A proposta de reforma da Previdência altera um trecho da Constituição que define o tipo de cobertura oferecida pelo INSS (Instituto Nacional do Seguro Social), e, para alguns especialistas, a nova redação pode abrir brecha para que segurados facultativos –os que não têm renda ou exercem atividade profissional, mas contribuem por conta própria– fiquem sem auxílio-doença ou aposentadoria por invalidez.
O texto do artigo 201 da Constituição Federal determina que a Previdência atenderá a cobertura dos eventos de “doença, invalidez, morte e idade avançada.” A reforma muda essa redação, dizendo que a cobertura será para “eventos de incapacidade temporária ou permanente para o trabalho e idade avançada”.
O problema está em determinar que a proteção é relativa à incapacidade “para o trabalho”, afirmou a advogada Adriane Bramante, presidente do IBDP (Instituto Brasileiro de Direito Previdenciário).
“Essa alteração pode gerar uma interpretação de que o segurado facultativo, que não trabalha, não tem direito ao auxílio-doença ou à aposentadoria por invalidez”, disse. Para a jurista, a mudança no texto pode levar à judicialização.
Pelas regras atuais, pessoas sem renda própria, como donas de casa, estudantes ou desempregados, podem recolher como facultativos ao INSS para ter direito à cobertura previdenciária.
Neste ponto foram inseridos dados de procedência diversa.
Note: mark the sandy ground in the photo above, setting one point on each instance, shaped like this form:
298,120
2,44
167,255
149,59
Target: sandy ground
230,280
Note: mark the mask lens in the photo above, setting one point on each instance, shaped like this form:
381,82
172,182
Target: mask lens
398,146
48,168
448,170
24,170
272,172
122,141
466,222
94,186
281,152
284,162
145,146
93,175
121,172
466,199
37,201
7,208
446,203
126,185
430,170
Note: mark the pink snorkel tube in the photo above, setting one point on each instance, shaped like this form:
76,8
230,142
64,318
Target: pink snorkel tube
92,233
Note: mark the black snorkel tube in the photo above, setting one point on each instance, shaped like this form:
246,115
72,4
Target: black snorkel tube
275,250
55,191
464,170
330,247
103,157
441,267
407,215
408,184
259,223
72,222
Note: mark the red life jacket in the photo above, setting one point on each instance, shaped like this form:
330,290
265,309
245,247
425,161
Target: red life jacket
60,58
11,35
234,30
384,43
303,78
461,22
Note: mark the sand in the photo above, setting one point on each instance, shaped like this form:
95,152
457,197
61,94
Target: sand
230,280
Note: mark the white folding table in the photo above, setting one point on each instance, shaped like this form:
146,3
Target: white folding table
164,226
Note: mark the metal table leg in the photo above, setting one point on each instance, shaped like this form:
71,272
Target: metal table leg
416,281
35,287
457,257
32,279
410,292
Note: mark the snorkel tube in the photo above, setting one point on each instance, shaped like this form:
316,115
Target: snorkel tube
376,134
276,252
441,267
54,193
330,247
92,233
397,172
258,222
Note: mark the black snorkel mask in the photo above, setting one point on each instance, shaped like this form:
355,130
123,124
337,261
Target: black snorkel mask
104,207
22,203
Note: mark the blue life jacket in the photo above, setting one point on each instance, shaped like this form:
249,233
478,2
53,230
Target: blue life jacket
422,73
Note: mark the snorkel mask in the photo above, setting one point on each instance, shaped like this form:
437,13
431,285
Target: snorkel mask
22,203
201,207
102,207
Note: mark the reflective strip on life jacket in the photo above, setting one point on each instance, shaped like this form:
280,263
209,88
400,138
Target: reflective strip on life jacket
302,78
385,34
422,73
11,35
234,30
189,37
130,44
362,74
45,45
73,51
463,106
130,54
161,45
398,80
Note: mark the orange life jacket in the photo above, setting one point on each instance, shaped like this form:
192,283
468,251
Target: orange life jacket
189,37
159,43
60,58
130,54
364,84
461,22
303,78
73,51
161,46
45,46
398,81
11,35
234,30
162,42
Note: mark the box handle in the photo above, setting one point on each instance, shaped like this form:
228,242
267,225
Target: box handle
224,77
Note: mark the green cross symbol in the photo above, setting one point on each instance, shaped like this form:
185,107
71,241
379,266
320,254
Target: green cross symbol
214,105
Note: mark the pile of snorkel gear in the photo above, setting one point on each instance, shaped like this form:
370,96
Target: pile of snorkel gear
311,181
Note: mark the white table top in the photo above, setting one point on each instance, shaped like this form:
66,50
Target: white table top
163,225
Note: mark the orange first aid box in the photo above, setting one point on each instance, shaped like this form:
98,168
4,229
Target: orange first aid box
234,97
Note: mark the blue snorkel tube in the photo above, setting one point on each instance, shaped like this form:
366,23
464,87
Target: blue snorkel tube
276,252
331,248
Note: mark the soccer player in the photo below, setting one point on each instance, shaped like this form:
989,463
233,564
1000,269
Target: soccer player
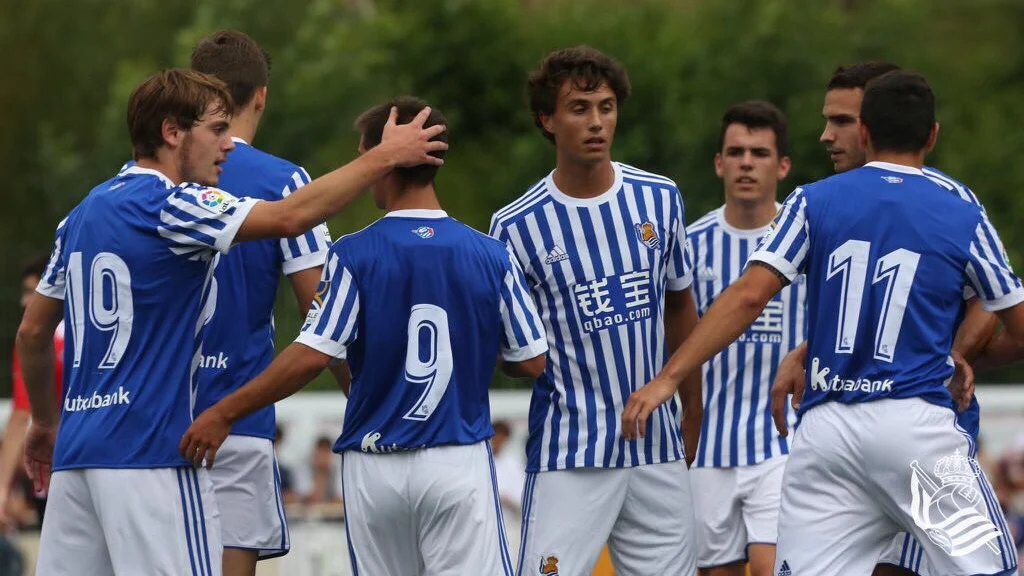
887,251
420,304
602,245
738,470
130,269
239,340
841,138
17,422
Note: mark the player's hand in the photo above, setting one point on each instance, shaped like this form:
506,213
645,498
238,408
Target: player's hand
39,455
788,380
203,439
642,403
962,383
410,144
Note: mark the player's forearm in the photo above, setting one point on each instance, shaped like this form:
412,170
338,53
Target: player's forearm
731,314
35,352
13,443
975,332
317,201
292,370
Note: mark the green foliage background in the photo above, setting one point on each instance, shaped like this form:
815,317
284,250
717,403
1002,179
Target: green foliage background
71,66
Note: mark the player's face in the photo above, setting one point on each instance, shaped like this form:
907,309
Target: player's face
842,133
584,123
749,164
29,284
205,147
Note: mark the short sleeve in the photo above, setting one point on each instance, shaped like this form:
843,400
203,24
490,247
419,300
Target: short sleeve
680,259
988,270
195,218
785,246
309,249
331,325
52,282
522,331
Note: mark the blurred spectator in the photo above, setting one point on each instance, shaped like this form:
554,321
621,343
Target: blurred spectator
13,482
288,493
510,466
324,483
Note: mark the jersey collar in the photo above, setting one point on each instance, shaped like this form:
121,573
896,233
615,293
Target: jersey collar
147,172
413,213
895,167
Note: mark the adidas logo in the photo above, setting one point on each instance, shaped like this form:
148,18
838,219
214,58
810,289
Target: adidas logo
556,255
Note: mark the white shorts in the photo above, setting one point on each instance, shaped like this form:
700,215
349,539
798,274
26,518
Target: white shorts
433,510
644,513
247,485
117,521
859,474
905,552
735,507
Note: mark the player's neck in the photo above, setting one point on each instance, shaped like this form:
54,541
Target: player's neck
162,165
244,126
912,159
415,198
584,180
750,215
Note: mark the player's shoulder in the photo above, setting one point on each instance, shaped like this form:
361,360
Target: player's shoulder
951,184
534,200
641,177
705,223
251,171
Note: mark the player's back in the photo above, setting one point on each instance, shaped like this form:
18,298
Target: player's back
889,255
428,327
238,341
131,304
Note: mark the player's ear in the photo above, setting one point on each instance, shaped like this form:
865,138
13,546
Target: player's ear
933,136
172,133
783,167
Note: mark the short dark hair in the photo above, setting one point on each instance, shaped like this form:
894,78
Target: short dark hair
371,126
235,58
758,114
176,94
858,75
898,111
35,265
585,67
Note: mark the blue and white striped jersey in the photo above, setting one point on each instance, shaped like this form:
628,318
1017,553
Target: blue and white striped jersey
421,305
133,263
737,428
888,252
598,270
238,342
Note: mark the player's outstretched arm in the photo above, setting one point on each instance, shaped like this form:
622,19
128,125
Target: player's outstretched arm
407,145
680,320
790,379
294,368
732,313
35,353
529,368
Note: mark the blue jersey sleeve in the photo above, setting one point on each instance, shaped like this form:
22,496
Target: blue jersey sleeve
522,331
785,246
988,270
680,262
195,218
331,324
310,249
52,282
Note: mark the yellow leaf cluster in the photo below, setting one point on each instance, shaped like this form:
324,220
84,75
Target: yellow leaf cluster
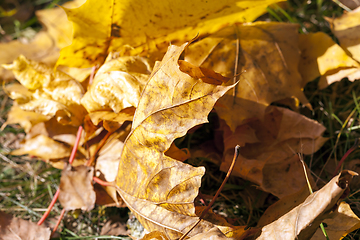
246,66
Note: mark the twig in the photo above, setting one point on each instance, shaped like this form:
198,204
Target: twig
236,154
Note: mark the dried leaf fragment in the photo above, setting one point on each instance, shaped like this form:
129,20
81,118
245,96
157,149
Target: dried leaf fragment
15,228
302,221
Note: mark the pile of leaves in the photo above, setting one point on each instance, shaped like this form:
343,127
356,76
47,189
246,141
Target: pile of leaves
131,77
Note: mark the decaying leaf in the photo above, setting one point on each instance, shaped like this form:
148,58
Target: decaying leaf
339,223
57,24
123,25
41,48
76,189
14,228
126,114
302,221
45,46
265,55
117,84
280,135
44,148
51,93
158,189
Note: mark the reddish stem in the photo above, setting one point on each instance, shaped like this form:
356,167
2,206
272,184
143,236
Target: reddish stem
59,220
103,183
355,146
71,159
77,141
46,214
101,144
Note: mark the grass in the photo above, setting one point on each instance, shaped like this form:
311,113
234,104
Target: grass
27,185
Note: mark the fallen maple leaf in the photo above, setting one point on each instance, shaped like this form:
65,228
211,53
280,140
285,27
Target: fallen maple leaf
302,221
14,228
158,189
76,189
123,25
265,55
279,135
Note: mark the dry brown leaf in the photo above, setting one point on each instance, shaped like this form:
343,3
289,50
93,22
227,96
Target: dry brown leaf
212,234
155,235
56,23
115,226
126,114
178,154
280,135
76,189
24,118
321,56
302,221
347,30
45,46
339,223
12,228
41,48
117,84
44,148
158,189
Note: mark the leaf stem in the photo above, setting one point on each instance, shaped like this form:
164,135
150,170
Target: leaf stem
71,159
103,183
91,161
355,146
51,205
59,220
236,155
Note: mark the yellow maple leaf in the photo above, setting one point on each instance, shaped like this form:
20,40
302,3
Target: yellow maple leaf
137,26
158,189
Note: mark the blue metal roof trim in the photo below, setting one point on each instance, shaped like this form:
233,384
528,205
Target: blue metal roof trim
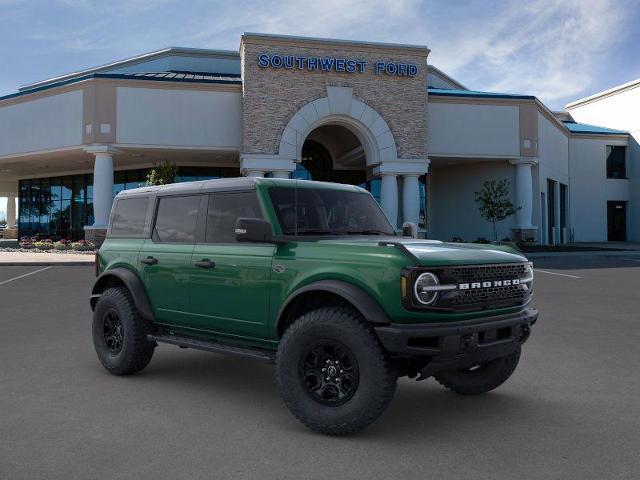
444,92
585,128
227,79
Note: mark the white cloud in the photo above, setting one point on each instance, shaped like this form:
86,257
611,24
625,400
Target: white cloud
546,48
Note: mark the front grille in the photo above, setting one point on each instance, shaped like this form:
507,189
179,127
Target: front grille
479,273
481,298
489,295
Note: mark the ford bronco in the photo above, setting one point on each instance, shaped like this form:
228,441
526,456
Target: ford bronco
312,277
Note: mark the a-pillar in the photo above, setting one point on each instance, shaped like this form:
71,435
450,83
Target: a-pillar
524,229
389,197
102,191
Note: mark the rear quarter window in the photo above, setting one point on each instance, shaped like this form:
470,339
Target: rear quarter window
176,219
129,216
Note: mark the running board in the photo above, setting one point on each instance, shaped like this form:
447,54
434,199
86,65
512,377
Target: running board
188,342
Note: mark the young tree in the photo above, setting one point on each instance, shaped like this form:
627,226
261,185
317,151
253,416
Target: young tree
162,174
494,203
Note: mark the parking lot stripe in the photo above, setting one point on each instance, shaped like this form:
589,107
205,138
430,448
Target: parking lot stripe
25,275
555,273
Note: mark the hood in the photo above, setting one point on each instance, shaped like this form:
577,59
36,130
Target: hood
436,253
429,252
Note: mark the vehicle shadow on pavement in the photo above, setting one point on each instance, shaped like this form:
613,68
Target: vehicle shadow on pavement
423,410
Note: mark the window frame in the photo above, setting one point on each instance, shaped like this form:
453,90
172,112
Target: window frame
625,159
204,217
198,230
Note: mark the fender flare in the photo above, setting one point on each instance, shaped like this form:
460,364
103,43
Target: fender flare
132,282
356,296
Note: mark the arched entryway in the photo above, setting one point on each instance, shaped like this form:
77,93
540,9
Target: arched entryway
334,153
339,138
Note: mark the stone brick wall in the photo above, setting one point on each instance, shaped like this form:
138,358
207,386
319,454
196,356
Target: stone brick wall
271,96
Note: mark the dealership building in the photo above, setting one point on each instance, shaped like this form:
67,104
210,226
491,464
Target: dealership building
370,114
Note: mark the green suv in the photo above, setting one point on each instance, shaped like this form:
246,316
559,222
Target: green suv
310,276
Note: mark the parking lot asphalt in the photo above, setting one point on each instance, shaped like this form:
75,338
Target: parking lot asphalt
571,410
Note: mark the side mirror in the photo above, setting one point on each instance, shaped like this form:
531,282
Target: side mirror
410,229
254,230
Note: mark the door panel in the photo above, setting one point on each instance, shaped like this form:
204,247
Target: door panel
230,281
167,281
233,295
165,259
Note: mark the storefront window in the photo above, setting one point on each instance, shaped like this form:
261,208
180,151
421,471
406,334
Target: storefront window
59,207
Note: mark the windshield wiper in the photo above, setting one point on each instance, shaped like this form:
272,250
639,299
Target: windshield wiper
314,231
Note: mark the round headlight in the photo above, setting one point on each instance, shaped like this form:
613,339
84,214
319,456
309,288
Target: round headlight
423,288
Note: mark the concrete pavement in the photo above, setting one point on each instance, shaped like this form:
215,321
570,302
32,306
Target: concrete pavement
570,411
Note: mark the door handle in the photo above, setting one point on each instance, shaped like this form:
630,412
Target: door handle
205,263
149,261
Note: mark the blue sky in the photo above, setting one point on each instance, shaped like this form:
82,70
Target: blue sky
556,50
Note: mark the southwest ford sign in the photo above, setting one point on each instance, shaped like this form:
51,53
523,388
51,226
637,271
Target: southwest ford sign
334,64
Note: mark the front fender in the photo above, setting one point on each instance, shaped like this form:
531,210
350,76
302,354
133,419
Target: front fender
361,300
133,284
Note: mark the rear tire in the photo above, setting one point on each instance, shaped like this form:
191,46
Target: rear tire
120,333
481,379
358,380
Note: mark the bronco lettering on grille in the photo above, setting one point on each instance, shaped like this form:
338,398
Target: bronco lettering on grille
489,284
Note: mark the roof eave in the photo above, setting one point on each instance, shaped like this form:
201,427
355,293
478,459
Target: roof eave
130,61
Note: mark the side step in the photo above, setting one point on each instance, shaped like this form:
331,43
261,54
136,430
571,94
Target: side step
188,342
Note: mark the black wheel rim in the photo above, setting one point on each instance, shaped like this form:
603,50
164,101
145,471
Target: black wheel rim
113,333
330,373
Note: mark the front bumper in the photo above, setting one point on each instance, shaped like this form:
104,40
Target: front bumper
446,346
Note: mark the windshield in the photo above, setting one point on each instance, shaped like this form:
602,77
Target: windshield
322,211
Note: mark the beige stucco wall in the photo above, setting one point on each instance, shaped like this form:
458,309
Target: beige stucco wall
178,117
50,122
272,96
468,129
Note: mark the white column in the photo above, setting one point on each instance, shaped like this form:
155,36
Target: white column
11,212
102,188
411,198
389,197
557,229
524,193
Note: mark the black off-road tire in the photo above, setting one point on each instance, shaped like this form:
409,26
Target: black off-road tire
483,378
370,393
135,350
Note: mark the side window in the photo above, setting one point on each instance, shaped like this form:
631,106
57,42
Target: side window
224,210
176,219
128,217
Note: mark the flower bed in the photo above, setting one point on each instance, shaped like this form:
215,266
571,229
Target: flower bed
40,245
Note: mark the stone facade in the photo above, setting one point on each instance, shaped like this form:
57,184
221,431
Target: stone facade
272,96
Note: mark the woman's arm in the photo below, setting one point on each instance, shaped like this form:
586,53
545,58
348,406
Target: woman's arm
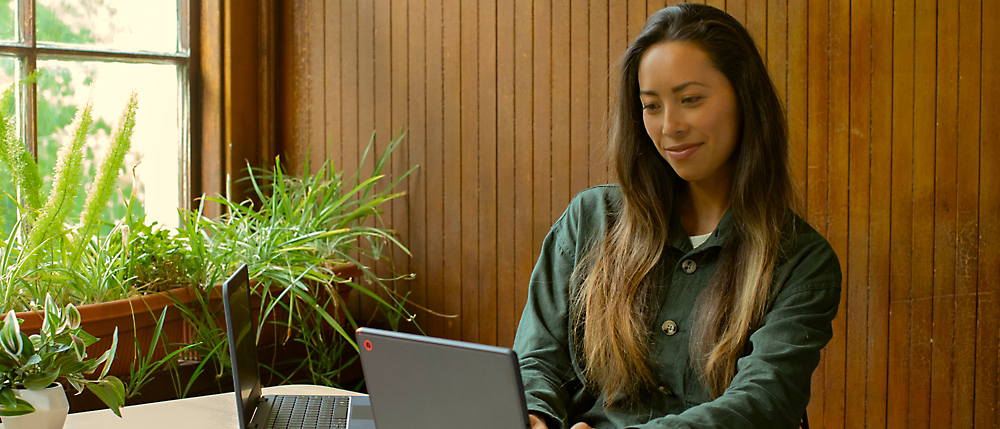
771,386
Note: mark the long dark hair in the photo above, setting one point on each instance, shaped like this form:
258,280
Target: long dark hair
615,305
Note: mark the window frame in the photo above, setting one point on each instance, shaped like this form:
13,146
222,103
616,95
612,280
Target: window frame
27,50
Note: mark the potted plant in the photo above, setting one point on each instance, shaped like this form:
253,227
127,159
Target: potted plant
31,365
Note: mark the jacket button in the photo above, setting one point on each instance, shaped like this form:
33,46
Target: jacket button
670,327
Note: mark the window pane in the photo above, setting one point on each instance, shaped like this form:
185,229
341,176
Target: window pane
126,25
8,20
8,69
64,88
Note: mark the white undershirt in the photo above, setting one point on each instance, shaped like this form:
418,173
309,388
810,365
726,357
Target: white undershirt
698,240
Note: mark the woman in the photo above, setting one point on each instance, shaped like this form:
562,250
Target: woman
690,294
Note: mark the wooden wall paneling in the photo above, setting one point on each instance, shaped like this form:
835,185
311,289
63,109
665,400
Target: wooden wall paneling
332,95
541,151
942,363
923,212
452,168
562,106
488,166
719,4
798,91
738,9
597,93
523,149
989,225
399,162
507,88
368,134
636,19
859,173
901,210
777,46
382,113
434,277
469,181
816,175
837,200
756,24
316,87
617,42
582,93
966,211
415,147
880,197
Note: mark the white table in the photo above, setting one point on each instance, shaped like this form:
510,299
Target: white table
210,411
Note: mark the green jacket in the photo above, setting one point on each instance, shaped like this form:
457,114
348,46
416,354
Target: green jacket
771,386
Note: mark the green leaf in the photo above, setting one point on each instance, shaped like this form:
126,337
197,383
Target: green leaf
10,336
41,380
20,408
73,316
7,397
111,391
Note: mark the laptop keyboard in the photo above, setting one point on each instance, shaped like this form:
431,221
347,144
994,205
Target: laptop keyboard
309,412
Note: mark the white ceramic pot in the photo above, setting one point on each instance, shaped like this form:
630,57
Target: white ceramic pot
51,408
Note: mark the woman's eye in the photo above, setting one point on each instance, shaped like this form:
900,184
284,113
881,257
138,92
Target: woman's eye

Esses pagamentos garantem, inclusive, o acesso aos benefícios por incapacidade (auxílio-doença e aposentadoria por invalidez), caso um problema de saúde os impeça de exercer suas atividades habituais, temporária ou permanentemente.
Na avaliação do advogado Rômulo Saraiva, a alteração no texto da Constituição pode abrir uma brecha para que o acesso a estes benefícios seja restringido, mas isso não aconteceria imediatamente após a aprovação da reforma.
Isso porque, segundo o especialista, também seriam necessárias alterações nas regras específicas para os facultativos, que constam da lei 8.213/1991, e a reforma não propõe essas mudanças. “A legislação infraconstitucional poderia ser alterada posteriormente, uma vez que a Constituição abriria essa brecha”, afirmou.
Para a advogada Marta Gueller, o texto pode acabar sendo discutido na Justiça, pois possibilita uma interpretação restritiva do direito por parte do INSS.
“Tudo que pode gerar uma interpretação para pior deveria ser evitado. O INSS sempre interpreta restritivamente. Caberá ao Poder Judiciário, com base em outros dispositivos constitucionais, como o princípio da dignidade humana e o objetivo de erradicação da pobreza, manter plenos direitos aos facultativos”, disse a jurista.